What’s an Intermediate Certificate?

Issuing an SSL/TLS Certificate directly from the root certificate to end-users is very dangerous as well as impractical, as it could lead to managing issues and fraud. To overcome these issues, CAs offer another layer of security known as an intermediate certificate.

Furthermore, these Intermediate certificates work as a “Chain of Trust” between the root certificate and an end-entity SSL/TLS certificate.

Also, in Windows OS, separate tabs are kept, such as Trusted Root certificate authorities and intermediate certificate authorities which can be found in an account console of local computer like below:

Also, these SSL Certificate Authorities like Comodo make use of the intermediate certificate for further installing the intermediate certificate for once. In return, these intermediate certificates tell browsers and apps that these installed SSL/TLS Certificates can be trusted. Lastly, these Intermediate certificates have a longer validity period compared to end-user SSL/TLS Certificates, though it has a shorter validity period compared to the root certificate.
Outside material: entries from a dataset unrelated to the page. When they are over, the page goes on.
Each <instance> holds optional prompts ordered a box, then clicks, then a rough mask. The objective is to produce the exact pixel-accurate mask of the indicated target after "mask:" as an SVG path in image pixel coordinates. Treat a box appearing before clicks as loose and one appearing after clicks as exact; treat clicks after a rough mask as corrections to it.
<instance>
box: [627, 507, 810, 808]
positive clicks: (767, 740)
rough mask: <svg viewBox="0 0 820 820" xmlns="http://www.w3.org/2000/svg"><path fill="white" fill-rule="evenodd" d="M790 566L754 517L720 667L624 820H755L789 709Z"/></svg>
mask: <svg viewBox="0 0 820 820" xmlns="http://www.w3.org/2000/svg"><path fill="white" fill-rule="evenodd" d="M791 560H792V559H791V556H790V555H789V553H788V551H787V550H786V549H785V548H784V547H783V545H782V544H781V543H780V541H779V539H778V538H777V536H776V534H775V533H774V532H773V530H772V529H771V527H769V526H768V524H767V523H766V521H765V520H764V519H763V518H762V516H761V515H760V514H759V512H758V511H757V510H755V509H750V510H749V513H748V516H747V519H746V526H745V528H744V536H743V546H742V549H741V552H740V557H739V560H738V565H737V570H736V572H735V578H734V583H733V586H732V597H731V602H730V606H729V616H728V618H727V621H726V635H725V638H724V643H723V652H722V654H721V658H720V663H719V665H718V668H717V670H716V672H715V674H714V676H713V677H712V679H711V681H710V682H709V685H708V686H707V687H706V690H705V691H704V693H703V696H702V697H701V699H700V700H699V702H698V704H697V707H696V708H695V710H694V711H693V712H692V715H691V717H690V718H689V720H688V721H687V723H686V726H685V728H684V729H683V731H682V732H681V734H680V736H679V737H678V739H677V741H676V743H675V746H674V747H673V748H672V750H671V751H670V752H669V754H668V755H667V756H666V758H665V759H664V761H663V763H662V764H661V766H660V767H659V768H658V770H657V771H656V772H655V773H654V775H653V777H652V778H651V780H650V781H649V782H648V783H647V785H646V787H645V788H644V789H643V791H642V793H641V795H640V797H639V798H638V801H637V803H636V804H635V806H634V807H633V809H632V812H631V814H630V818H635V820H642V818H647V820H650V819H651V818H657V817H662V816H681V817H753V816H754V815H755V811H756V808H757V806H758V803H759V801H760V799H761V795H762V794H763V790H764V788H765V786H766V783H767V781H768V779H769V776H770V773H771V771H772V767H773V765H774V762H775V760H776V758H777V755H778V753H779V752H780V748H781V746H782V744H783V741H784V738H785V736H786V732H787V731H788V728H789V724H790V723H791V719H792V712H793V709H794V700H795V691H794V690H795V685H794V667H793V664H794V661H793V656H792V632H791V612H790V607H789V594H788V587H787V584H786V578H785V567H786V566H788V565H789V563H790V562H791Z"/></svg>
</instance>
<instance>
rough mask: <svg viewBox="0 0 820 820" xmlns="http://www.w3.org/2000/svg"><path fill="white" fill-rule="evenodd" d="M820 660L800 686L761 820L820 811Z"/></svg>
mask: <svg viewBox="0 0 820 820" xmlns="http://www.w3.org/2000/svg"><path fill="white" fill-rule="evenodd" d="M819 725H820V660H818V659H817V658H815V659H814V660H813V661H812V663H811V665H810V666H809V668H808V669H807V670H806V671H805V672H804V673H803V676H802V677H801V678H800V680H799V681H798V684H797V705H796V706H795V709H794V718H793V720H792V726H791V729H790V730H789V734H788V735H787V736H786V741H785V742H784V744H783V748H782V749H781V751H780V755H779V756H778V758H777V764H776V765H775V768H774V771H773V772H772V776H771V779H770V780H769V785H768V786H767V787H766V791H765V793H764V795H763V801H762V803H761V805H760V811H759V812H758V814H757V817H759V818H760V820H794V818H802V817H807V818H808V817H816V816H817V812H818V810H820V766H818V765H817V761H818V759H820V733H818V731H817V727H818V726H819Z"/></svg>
Root Certificates vs. Intermediate Certificates: Here’s the Difference

Root certificates are the Certificate Authority who owns one or more trusted roots, which are further stored on all the major web browsers. Whereas, Intermediate CAs or Sub CAs are the Certificate Authorities who offers an intermediate root.

Also, it doesn’t have roots in the browser’s trust stores, but the intermediate roots chain backs to a trusted third-party root. It’s also known as cross-signing.

Besides, Root CAs do not issue any SSL certificate directly from their roots. Instead, they add an additional layer of security by issuing intermediates and then further sign certificates using those issued intermediates, which helps in avoiding any damage due to mis-issuance or security threat.

So, in turn, if the revocation has to be done, there won’t be any need to revoke root certificates, and the revocation of intermediate can help solve the issue, as it’ll distrust all the related intermediates.


We hope you might have got an idea about what’s SSL chain of trust and how important it’s for the successful working of an SSL/TLS certificate, the root certificate, intermediate certificates, and the difference between the two, root certificate and intermediate certificate.